Not all GPUs are equal — and choosing the wrong one can cost you thousands in wasted compute. This guide breaks down the H100, A100, and L40S by workload type so you can match the right GPU to your training, fine-tuning, or inference job.
Marcus Reid
Senior DevOps Engineer · LightYear Cloud
The cloud GPU market has expanded dramatically over the past two years. Where developers once had a handful of options, they now face a matrix of GPU models, memory configurations, and pricing tiers that can be genuinely difficult to navigate. The three GPUs that dominate serious AI workloads in 2026 are NVIDIA's H100, A100, and L40S — each with distinct strengths, and each suited to different types of work. Choosing the wrong one does not just affect performance; it directly affects your compute bill.
This guide breaks down each GPU by architecture, memory, and real-world performance characteristics, then maps them to the four most common AI workload types: large model training, fine-tuning, batch inference, and real-time inference. By the end, you will have a clear framework for making the right choice for your specific use case.
NVIDIA H100 (Hopper architecture) is the current flagship for AI compute. Available in SXM5 (80 GB HBM3, 3.35 TB/s memory bandwidth) and PCIe (80 GB HBM2e, 2 TB/s) variants, the H100 introduced the Transformer Engine — hardware specifically designed to accelerate the attention mechanisms that underpin large language models. FP8 training support allows the H100 to deliver up to 4x the throughput of the A100 on transformer workloads, while NVLink 4.0 enables tight multi-GPU coupling for models that span multiple cards. The H100 is the most expensive option, but for workloads that can fully utilise its capabilities, it is also the most cost-efficient per unit of useful compute.

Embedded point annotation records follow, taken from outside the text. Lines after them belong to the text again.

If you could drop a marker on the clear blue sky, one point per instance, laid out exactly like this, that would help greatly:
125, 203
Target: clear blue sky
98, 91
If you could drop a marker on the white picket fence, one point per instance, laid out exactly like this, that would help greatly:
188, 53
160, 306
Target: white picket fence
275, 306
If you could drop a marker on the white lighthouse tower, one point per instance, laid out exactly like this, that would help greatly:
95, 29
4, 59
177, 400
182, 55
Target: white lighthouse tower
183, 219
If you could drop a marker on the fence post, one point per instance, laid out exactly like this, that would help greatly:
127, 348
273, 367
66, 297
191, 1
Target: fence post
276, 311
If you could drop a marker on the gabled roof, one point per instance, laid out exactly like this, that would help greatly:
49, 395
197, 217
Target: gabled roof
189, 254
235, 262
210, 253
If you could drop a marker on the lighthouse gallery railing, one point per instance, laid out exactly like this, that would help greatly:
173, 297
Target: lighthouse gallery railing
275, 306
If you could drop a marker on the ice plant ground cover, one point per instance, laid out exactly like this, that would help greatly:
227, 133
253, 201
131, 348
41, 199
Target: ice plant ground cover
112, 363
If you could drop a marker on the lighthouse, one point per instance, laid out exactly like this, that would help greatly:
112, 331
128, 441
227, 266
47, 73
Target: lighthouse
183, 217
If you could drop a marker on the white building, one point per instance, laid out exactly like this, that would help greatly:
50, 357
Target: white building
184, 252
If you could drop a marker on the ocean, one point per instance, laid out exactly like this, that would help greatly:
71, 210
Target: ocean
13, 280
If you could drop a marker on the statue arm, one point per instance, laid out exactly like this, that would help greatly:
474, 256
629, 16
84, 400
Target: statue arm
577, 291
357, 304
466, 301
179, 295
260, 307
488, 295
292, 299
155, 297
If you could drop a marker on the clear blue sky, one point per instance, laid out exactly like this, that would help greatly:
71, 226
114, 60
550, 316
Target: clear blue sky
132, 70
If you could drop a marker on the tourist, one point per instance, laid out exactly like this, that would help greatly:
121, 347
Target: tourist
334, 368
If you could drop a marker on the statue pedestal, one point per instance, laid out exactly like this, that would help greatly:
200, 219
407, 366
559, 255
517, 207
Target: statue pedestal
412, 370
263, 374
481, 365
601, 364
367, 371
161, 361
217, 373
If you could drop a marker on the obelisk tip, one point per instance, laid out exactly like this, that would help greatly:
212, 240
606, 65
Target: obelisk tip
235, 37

NVIDIA A100 (Ampere architecture) remains a workhorse for AI in 2026. Available in 40 GB and 80 GB HBM2e configurations, the A100 offers 2 TB/s memory bandwidth and strong FP16/BF16 performance. It lacks the H100's Transformer Engine and FP8 support, which means it is slower on pure transformer training, but it is a highly capable and well-understood GPU with mature software support across every major framework. The A100 80 GB is particularly well-suited to workloads that require large memory capacity but do not need the absolute peak throughput of the H100.

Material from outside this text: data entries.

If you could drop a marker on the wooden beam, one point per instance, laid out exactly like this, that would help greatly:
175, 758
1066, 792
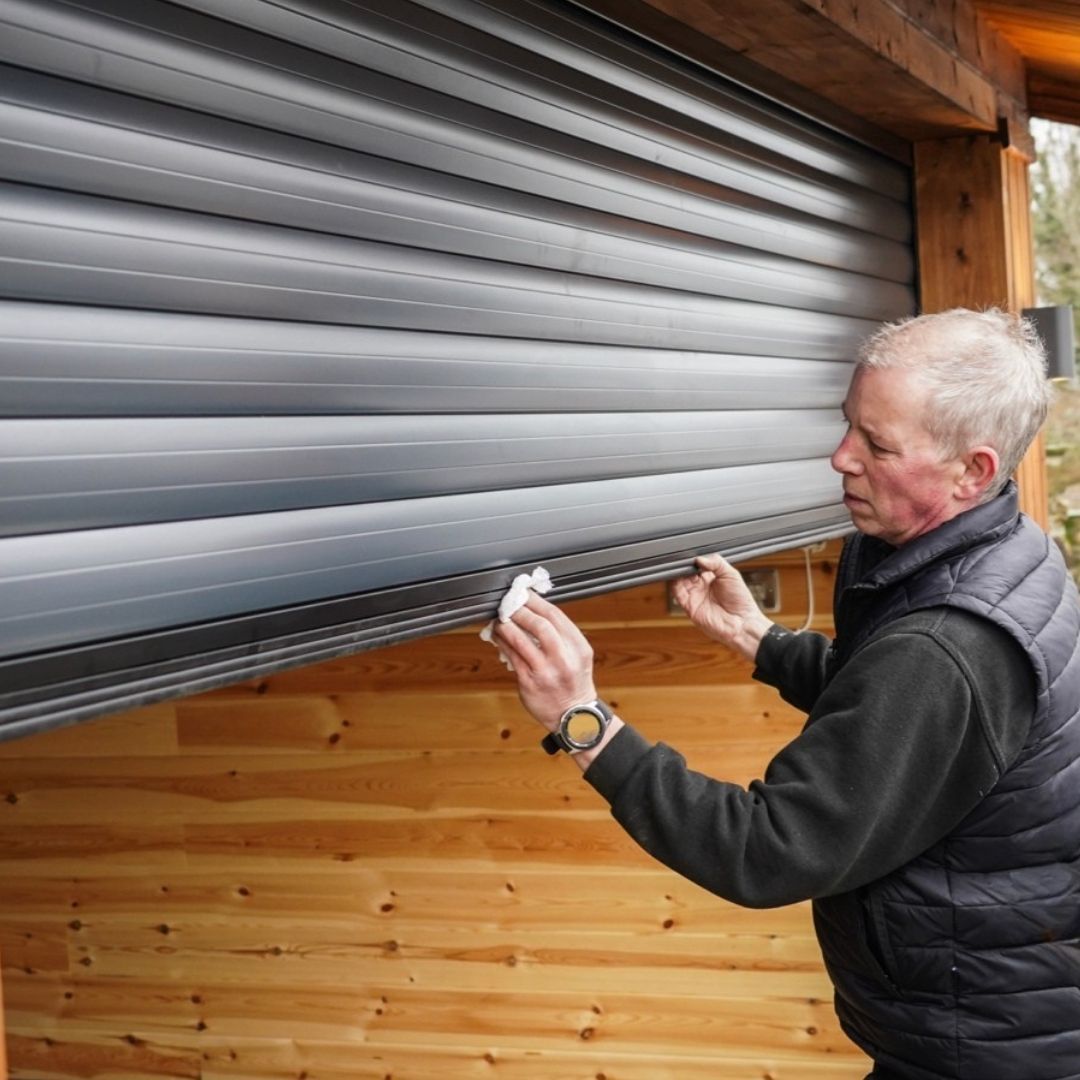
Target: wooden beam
974, 248
914, 68
1054, 98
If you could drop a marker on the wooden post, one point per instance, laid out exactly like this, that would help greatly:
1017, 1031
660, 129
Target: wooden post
3, 1039
974, 248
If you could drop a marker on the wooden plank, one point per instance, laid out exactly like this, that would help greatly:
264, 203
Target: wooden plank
293, 1058
961, 224
73, 1055
645, 901
498, 1004
974, 246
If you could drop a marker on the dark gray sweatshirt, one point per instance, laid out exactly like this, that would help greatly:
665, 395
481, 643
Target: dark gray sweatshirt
906, 739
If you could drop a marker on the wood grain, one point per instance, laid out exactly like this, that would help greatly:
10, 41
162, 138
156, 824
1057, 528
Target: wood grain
369, 868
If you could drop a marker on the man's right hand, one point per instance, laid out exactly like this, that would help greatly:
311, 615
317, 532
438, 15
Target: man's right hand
719, 604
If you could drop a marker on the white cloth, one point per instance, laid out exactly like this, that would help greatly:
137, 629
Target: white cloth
515, 597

NVIDIA L40S (Ada Lovelace architecture) occupies a different position in the market. With 48 GB of GDDR6 memory (rather than HBM), the L40S has lower memory bandwidth than either the H100 or A100, but it offers strong FP32 and FP16 performance at a significantly lower price point. The L40S also includes dedicated hardware for ray tracing and video encoding, making it versatile beyond pure AI workloads. For inference and fine-tuning tasks that fit within 48 GB of VRAM, the L40S often delivers the best cost-per-token or cost-per-inference in the market.
Training a large language model from scratch — whether a 7B, 13B, 70B, or larger parameter model — is the most demanding AI workload in terms of both compute and memory. These jobs run for days or weeks, require multiple GPUs working in tight coordination, and are extremely sensitive to memory bandwidth and inter-GPU communication speed.
Recommendation: H100 SXM5. The Transformer Engine's FP8 training support delivers a step-change in throughput for transformer architectures. NVLink 4.0 provides 900 GB/s bidirectional bandwidth between GPUs in a multi-GPU node, which is critical for the all-reduce operations that dominate distributed training. For large model training, the H100's higher cost per hour is offset by significantly shorter training runs — a job that takes 7 days on A100s may complete in 3–4 days on H100s.
The A100 80 GB is a viable alternative if H100 availability is limited or budget is constrained. The L40S is not recommended for large model training due to its lower memory bandwidth and the absence of NVLink in most cloud configurations.
Fine-tuning — adapting a pre-trained model to a specific domain or task using a smaller dataset — is far more common than training from scratch. Techniques like LoRA (Low-Rank Adaptation) and QLoRA have made it possible to fine-tune 7B and 13B parameter models on a single GPU with 24–48 GB of VRAM, and 70B models on two to four GPUs.
Recommendation: A100 40 GB or L40S 48 GB. For most fine-tuning jobs, the A100 40 GB or L40S 48 GB offers the best balance of memory capacity and cost. A QLoRA fine-tune of a 13B model fits comfortably in 24 GB; a 70B model with 4-bit quantisation fits in 48 GB. The L40S is particularly attractive here — its 48 GB of VRAM is slightly more than the A100 40 GB, and its lower hourly cost means fine-tuning jobs are cheaper to run. The H100 is overkill for most fine-tuning workloads unless you are running very large batches or need the fastest possible iteration cycle.
Batch inference — processing large volumes of requests offline, such as generating embeddings for a document corpus, running classification over a dataset, or producing outputs for a queue of jobs — is throughput-bound. The goal is to maximise the number of tokens or samples processed per hour at the lowest cost.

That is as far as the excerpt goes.